The guard pressed his eye against the flap again. ‘Names?' he said.

Zia rolled his eyes and took his mobile phone out of his jeans pocket. He dialled a number and said, in Urdu for the guard's benefit, ‘Uncle! Salaam! We're standing outside your house, talking to...just a second...' He looked up at the guard. ‘Name?'

The guard closed the flap. There was the squeak of a lock unbolting. Zia put the phone back in his pocket and winked at me. ‘Never mind, Uncle. We'll be right in,' he said to the air. I knew that he was behaving like a bit of a jerk, but I couldn't help thinking that it was so good to be home where we knew how everything worked and so know how to circumvent annoyances. In the air was a smell of something distant burning, which I always associated with Karachi winters.

We walked past the guards without a second glance, and went straight to the intricately carved front door. Locked. I turned back to the guards and made a gesture of irritation, and one of them went over to the little booth beside the charpai and spoke into the intercom. It was clear he was arguing with someone on the other side. I grabbed the branch of an almond tree and pulled down on it, relishing the weight of a branch without snow, no fear of something cold and wet sliding off and soaking your skin. The joy of breathing in deeply without teeth aching of cold. I heard footsteps inside approach. The tiniest of cracks appeared between the door frame and the door. I leaned close to the crack. ‘Raheen and Zia,' I said, and Sonia's cook, Dost Mohommad, opened the door wide, beaming.

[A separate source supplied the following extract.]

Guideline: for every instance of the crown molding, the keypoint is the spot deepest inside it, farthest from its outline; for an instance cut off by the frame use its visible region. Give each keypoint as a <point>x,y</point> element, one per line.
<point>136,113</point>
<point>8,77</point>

‘Bored of America again?' he said. ‘Come in, come in. These guards, they're useless. What will you eat? What will you drink? When did you get back?'

The marble floors were polished to a high gleam as always, and there was a new painting on the wall—a Chughtai watercolour of a beautiful woman, her glance poised between cruelty and sensuality—replacing the garish family portrait that used to form the first impression visitors had of the interior. The place had metamorphosed gradually over the years and it had been a long time since Zia had last made a snide comment about the Horror House and leopard-print carpets, though I was sure the gold taps still hadn't been replaced. On the table in the reception area was a photograph of Sonia's father standing next to the Pope. Rumour had it he'd paid a computer whiz huge amounts of money to have his image inserted next to that of the Pontiff. What, if not forgery, could explain the rabbit ears he'd formed with his fingers just behind the Pope's head? Although, if you were going to pay someone to digitally create a picture of you with someone famous, why would you choose the Pope?